Copies of his books – The Pen, The Press and The Sword, The Wanderer, War and War Canto – are in the British Library but rarely appear on the open market.
However, while sorting through old family paperwork – untouched for more than 40 years – during lockdown, Rosemarie Robinson made a fascinating discovery – a boxful of handwritten poems, songs and letters by the poet.
Mrs Robinson, 63, of Exelby, in North Yorkshire, said: “I don’t know how my family ended up with this but it’s amazing that it has survived this long.”
The handwritten notes include a complete list of the poet’s work, including songs and plays. There were also letters to newspaper editors and draft copies of poems addressed to his granddaughters.

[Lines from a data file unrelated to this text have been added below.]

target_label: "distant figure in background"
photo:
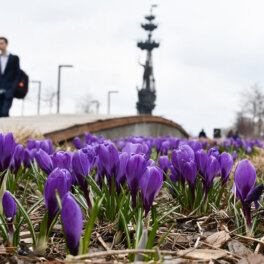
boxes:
[227,129,234,139]
[0,37,20,117]
[233,131,240,139]
[198,129,207,138]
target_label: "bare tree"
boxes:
[76,93,94,114]
[42,88,57,114]
[236,84,264,138]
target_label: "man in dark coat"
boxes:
[0,37,20,117]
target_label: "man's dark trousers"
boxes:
[0,54,20,117]
[0,93,13,117]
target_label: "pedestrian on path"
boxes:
[0,37,20,117]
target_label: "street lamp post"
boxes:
[90,100,100,114]
[107,90,119,115]
[31,80,41,115]
[57,64,73,114]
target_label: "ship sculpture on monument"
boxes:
[136,5,160,115]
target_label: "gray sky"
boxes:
[2,0,264,137]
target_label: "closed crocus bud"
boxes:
[51,151,72,171]
[171,144,195,187]
[2,191,17,220]
[126,153,147,207]
[232,150,237,162]
[208,148,220,160]
[82,146,96,169]
[204,155,220,201]
[97,143,119,179]
[73,137,82,150]
[72,150,90,186]
[115,152,129,193]
[61,192,83,256]
[188,140,202,153]
[183,160,197,200]
[159,156,170,174]
[72,150,92,209]
[35,149,54,174]
[40,139,53,154]
[12,144,25,174]
[219,152,233,185]
[233,160,264,228]
[140,166,163,216]
[195,149,208,176]
[44,168,72,231]
[0,132,16,172]
[122,142,143,155]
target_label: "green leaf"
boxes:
[146,220,158,249]
[82,195,104,254]
[10,193,37,248]
[0,214,8,242]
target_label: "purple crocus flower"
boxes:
[51,151,72,171]
[140,166,163,216]
[233,160,264,228]
[2,191,17,220]
[171,144,195,187]
[232,150,237,162]
[188,140,202,153]
[12,144,25,175]
[72,149,92,209]
[44,168,72,231]
[35,149,54,174]
[183,160,197,200]
[203,155,220,201]
[195,149,208,176]
[219,152,233,185]
[61,192,83,255]
[40,139,54,154]
[115,152,129,193]
[97,143,119,180]
[0,132,16,172]
[73,137,82,150]
[158,156,170,174]
[3,191,17,242]
[126,153,147,207]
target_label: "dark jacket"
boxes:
[0,54,20,98]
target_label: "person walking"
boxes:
[0,37,20,117]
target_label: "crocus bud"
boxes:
[158,156,170,174]
[195,149,208,176]
[12,144,25,174]
[126,154,147,207]
[44,168,72,231]
[35,149,54,174]
[140,166,163,215]
[97,143,119,179]
[204,155,220,201]
[40,139,54,154]
[2,191,17,243]
[183,160,197,200]
[72,150,92,209]
[2,191,17,220]
[232,150,237,162]
[51,151,72,171]
[0,132,16,172]
[61,192,83,256]
[73,137,82,150]
[115,152,129,193]
[219,152,233,185]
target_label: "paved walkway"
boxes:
[0,114,121,134]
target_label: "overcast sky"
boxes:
[1,0,264,137]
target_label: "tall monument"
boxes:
[136,5,160,115]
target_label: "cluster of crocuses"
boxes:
[1,132,263,256]
[158,142,234,204]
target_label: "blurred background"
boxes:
[1,0,264,138]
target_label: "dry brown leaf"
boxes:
[205,231,231,248]
[228,240,253,258]
[238,254,264,264]
[178,248,226,260]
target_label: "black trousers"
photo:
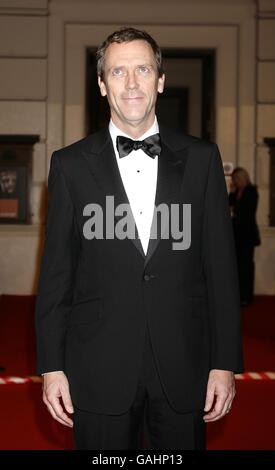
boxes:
[73,325,206,450]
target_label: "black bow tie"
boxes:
[116,133,161,159]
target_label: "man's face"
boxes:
[0,170,17,194]
[98,40,165,130]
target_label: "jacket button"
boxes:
[143,274,151,281]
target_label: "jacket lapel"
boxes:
[82,128,145,258]
[144,127,188,268]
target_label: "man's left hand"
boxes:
[203,369,236,422]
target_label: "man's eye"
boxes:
[112,68,123,76]
[138,66,150,74]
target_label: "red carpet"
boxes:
[0,295,275,449]
[0,384,73,450]
[0,296,36,377]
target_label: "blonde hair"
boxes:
[232,167,251,188]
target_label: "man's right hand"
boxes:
[42,371,74,427]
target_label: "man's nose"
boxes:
[125,70,139,89]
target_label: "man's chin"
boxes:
[120,113,151,126]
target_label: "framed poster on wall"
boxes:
[0,166,27,222]
[0,135,39,224]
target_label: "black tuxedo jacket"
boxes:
[35,124,243,414]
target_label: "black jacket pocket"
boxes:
[70,297,103,325]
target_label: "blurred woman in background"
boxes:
[229,167,261,307]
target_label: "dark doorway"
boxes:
[85,48,215,142]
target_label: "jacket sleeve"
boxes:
[202,144,244,373]
[35,152,80,374]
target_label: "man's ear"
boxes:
[98,76,107,97]
[157,74,165,94]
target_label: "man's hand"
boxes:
[203,369,236,422]
[42,371,74,427]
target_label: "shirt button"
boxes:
[143,274,150,281]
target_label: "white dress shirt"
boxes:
[109,117,159,255]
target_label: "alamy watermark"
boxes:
[83,196,191,250]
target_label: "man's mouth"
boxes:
[123,96,144,101]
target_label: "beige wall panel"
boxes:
[49,0,255,25]
[216,106,237,165]
[0,101,46,139]
[256,145,270,188]
[257,105,275,143]
[259,20,275,60]
[33,142,46,183]
[236,139,255,179]
[0,0,47,7]
[31,183,47,225]
[237,15,256,178]
[46,13,65,170]
[0,59,47,100]
[0,17,47,57]
[258,62,275,103]
[258,0,275,12]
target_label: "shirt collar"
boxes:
[109,117,159,144]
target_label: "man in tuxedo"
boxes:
[35,27,243,450]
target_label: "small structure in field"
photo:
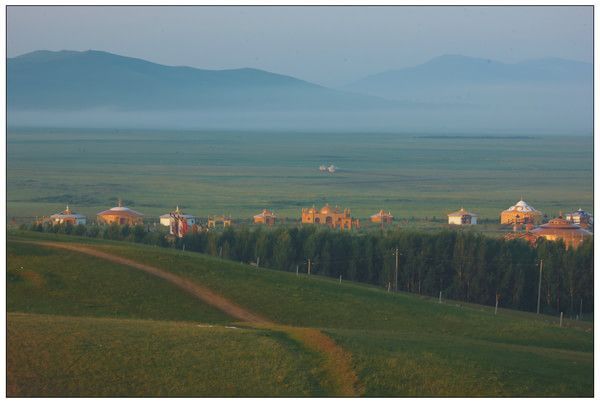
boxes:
[565,208,593,229]
[448,208,477,225]
[302,203,359,230]
[50,205,86,225]
[370,210,393,225]
[500,199,542,225]
[253,209,277,226]
[208,215,232,228]
[319,164,337,173]
[97,200,144,225]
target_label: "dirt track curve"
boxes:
[19,240,362,397]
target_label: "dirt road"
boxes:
[17,240,362,396]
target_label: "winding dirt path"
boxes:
[15,240,362,396]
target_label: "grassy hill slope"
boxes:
[7,231,594,396]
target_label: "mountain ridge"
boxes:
[344,54,592,98]
[8,49,394,111]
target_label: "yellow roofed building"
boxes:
[97,200,144,226]
[301,203,359,230]
[500,199,542,225]
[254,209,277,225]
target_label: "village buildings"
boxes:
[35,197,592,251]
[500,199,542,225]
[50,205,86,225]
[447,208,477,225]
[253,209,277,225]
[97,201,144,225]
[301,204,359,230]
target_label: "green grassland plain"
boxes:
[7,128,593,225]
[7,232,594,396]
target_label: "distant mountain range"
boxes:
[7,50,592,134]
[8,50,392,111]
[344,54,591,103]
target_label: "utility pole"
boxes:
[308,259,311,276]
[560,312,564,328]
[536,259,543,314]
[495,294,499,315]
[394,247,399,292]
[580,298,583,320]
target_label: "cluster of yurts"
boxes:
[44,198,593,249]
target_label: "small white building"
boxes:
[159,206,197,227]
[50,205,87,225]
[448,208,477,225]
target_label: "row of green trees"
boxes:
[27,221,593,315]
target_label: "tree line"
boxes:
[26,221,593,315]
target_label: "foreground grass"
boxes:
[7,232,594,396]
[330,328,592,396]
[7,313,323,397]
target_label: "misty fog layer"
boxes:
[7,50,592,135]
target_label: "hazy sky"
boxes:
[7,6,593,86]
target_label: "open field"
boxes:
[7,231,594,396]
[7,128,593,224]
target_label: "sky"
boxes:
[7,6,593,87]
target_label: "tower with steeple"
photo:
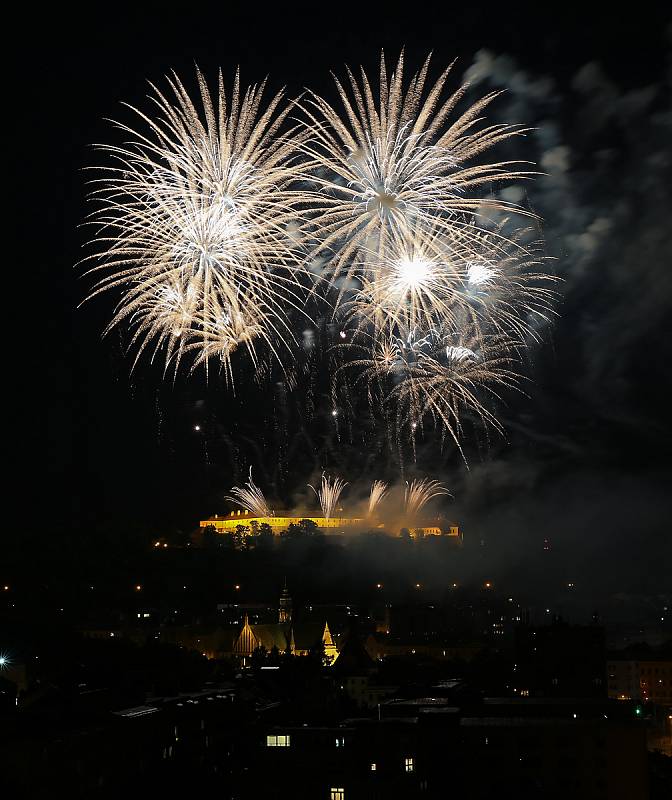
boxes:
[278,578,292,624]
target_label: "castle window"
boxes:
[330,789,345,800]
[405,757,415,773]
[266,734,290,747]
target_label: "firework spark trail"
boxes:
[225,467,271,517]
[309,473,348,519]
[83,68,311,382]
[404,478,450,519]
[368,480,389,516]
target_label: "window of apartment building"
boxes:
[370,763,377,771]
[266,734,291,747]
[335,736,345,747]
[330,788,345,800]
[405,757,415,773]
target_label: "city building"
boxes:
[607,656,672,705]
[514,619,606,697]
[255,697,649,799]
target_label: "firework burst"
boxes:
[340,325,521,456]
[225,467,271,517]
[309,473,348,519]
[307,52,556,450]
[299,51,535,283]
[368,480,389,516]
[82,56,557,457]
[341,221,554,346]
[84,68,309,381]
[404,477,450,518]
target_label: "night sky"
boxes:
[28,6,671,614]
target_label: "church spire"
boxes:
[279,578,292,624]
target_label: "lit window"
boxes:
[335,736,345,747]
[370,763,377,771]
[405,757,414,773]
[266,734,291,747]
[330,788,345,800]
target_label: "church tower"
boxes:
[278,578,292,624]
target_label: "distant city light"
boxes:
[331,409,338,417]
[234,585,241,590]
[376,583,383,589]
[2,586,8,591]
[484,582,492,588]
[194,424,201,431]
[135,585,142,591]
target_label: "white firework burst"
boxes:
[84,68,310,381]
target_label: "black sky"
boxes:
[19,5,671,606]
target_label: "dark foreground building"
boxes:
[257,697,648,800]
[5,685,650,799]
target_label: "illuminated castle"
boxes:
[199,511,461,541]
[200,510,364,534]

“The box came from my mother,” she added. “She kept everything and was always romanticising our family history, so you never knew how much was true. At one point she had me believing we were related to Anna Sewell, the author of Black Beauty. But she would be tickled pink to know that we were related to a Teesdale bard.”
The clue to the family connection was the discovery of a poem addressed to “my dear granddaughter Abbess Edith Eleanor on her 18th birthday”.
She lived at Forcett with her grandfather and later went on to marry James Parks.
Mrs Robinson added: “He had a sister Maude – my great aunt. She had a huge trunk of paperwork and that got handed to my mother and they never threw anything out.
“When my mother died, I got the box and it was just put in one of the farm buildings. It’s surprising it has survived as my brother tends to incinerate everything.
“When we moved, it came too. I threatened to just close my eyes and get rid of it, but my husband persuaded me to take a look first and I couldn’t believe what I found – it’s all in such good condition.”
There are also several printed pamphlets, one of which is dedicated to another Teesdale poet, Richard Watson.
Mrs Robinson intends to donate the collection to an archive to ensure more people will be able to see his works.